The deep learning experiment was conducted using augmented images, a total of 672 cases, which included 42 images from healthy individuals, 357 images from type II diabetes (DM) patients, and 273 images from patients with both type II diabetes and high blood pressure (DM + HBP).
Augmentation techniques, such as rotation, scaling, and flipping, help simulate various imaging conditions and improve model robustness. This approach addresses potential overfitting and enables the model to generalize better across different scenarios, ultimately leading to improved accuracy in segmenting and analyzing FAZ metrics in the medical images under study.
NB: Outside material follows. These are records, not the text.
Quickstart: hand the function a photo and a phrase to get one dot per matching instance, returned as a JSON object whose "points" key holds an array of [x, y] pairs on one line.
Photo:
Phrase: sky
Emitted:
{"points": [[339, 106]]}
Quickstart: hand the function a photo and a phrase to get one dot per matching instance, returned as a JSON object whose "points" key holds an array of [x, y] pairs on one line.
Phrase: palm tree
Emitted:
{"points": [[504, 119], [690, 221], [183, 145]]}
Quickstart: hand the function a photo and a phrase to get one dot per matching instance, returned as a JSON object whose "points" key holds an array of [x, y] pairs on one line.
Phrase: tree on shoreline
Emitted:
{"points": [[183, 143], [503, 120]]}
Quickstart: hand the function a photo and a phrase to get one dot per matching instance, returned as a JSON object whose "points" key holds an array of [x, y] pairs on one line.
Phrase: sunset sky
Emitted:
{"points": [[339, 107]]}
The dataset was divided into an 80/20 split (80% for training and validation, and 20% for testing) to ensure that the model is trained on enough data while preserving an independent test set to assess its performance and generalizability.
Figure 13,
Figure 14 and
Figure 15 show the training and validation accuracy for each group across different U-Net models. As detailed in the
Section 3.4, the original 103 images were augmented and resized, resulting in a total of 672 images, each with a resolution of 224 × 224 pixels. The training and validation accuracies across different U-Net models show consistent performance with slight variations among the groups. In the case of the normal group (
Figure 13), the values were as follows: 91.84% and 92.60%—U-Net; 92% and 92.69%—U-Net with DenseNet121; 91.90% and 92.50%—U-Net with MobileNetV2; and 91.09% and 91.54%—U-Net with VGG16.
In the case of the DM group (
Figure 14): 89.02% and 88.88%—U-Net; 89.03% and 88.47%—U-Net with DenseNet121; 89.70% and 88.00%—U-Net with MobileNetV2; and 89.68% and 89.14%—U-Net with VGG16.
In the case of the DM + HBP group (
Figure 15): 87.90% and 88.13%—U-Net; 88.87% and 89.05%—U-Net with DenseNet121; 89.12% and 87.73%—U-Net with MobileNetV2; and 89.06% and 87.93%—U-Net with VGG16.
Overall, while all models perform well, the choice of backbone architecture, DenseNet121, appears to have a slight impact on the model’s ability to generalize, particularly in more complex cases like the DM + HBP group.
The performance metrics obtained for each group across different U-Net models are presented in
Table 2.
The U-Net + DenseNet121 model outperforms the standard U-Net, U- Net + MobileNetV2 and U-Net + VGG16 models in terms of accuracy, IoU and Dice Coefficient, and this suggests that it is more robust for segmenting the FAZ area, particularly in patients with complex conditions like type II DM and HBP.
Also, all models show a drop in performance metrics (Accuracy, IoU, and Dice Coefficient) as the complexity of the conditions increases, from normal to type II DM and further to type II DM + HBP. The lower performance metrics in the type II DM + HBP group across all models indicate a potential challenge in segmenting more complicated pathological cases, highlighting areas for further model improvement or additional training with more diverse data.